Business and Management

The Lego Effect: A Look At Print Ads For Lego Products

Lego has been around since 1949, making it one of the oldest toys on the market. Over the years, they've released a wide variety of products, including sets, mini-figures, and even movie tie-ins. But it's their bricks that have made them so famous. 

In recent years, Lego has become known for its print advertising. And while some may see this as just another way to bombard children with ads from an early age, there is a method to Lego's madness. If you want to know more about Lego ad analysis, check this out now!

To understand how print advertising works for Lego, it's important to first understand what motivates people to buy products. According to behavioral economics, humans are primarily motivated by two things: incentives and fear. Incentives are things that give you pleasure or make you feel good, while fear is what makes you feel hesitation or uncertainty. 
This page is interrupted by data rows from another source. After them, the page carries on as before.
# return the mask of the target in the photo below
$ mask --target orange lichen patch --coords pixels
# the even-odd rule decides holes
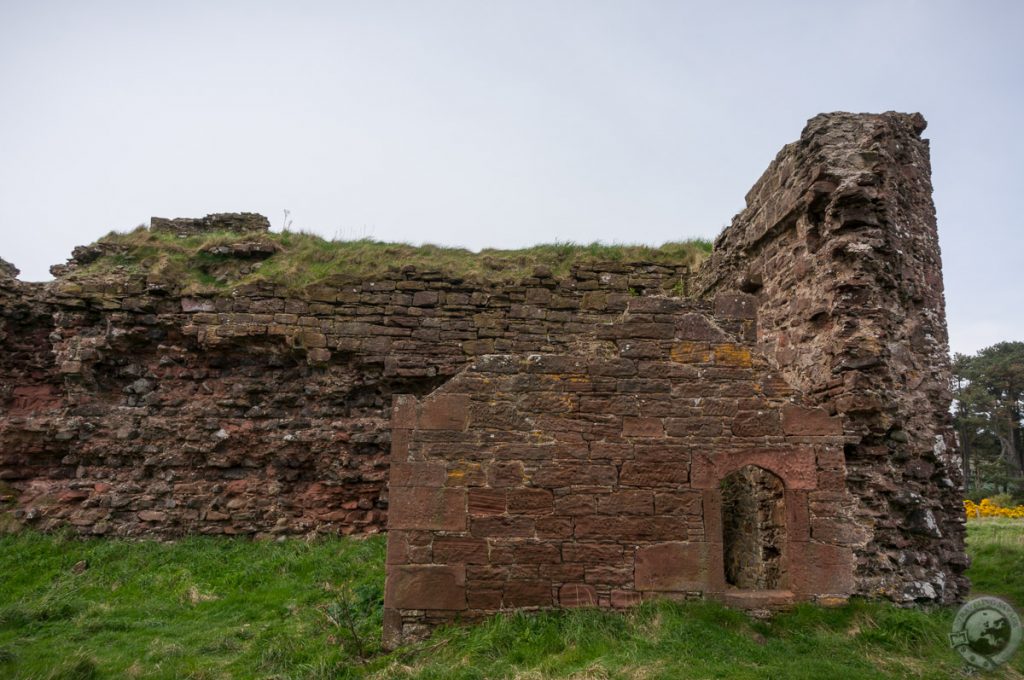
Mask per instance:
[[[467,486],[482,484],[485,475],[483,467],[479,463],[459,461],[447,471],[446,486]]]
[[[981,503],[977,504],[971,500],[964,501],[964,510],[967,512],[968,519],[972,517],[1024,519],[1024,505],[1007,508],[987,498],[981,499]]]
[[[715,345],[714,350],[715,364],[717,366],[732,366],[741,369],[749,369],[754,364],[754,359],[751,356],[751,350],[740,347],[739,345],[734,345],[732,343]]]
[[[707,364],[711,360],[711,347],[707,342],[684,340],[672,346],[671,356],[677,364]]]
When it comes to Lego products, the incentives are obvious: playing with the toys is intrinsically rewarding. But what about fear? For many adults, Legos are associated with a sense of mastery: building something from scratch is a difficult but satisfying task. This feeling of accomplishment drives buyers to purchase Lego products at a higher rate than non-buyers.

Lego products have become synonymous with childhood and creativity, thanks to their iconic print ads. The Lego Effect is the term given to the phenomenon in which adults are now just as likely as children to enjoy building with Legos.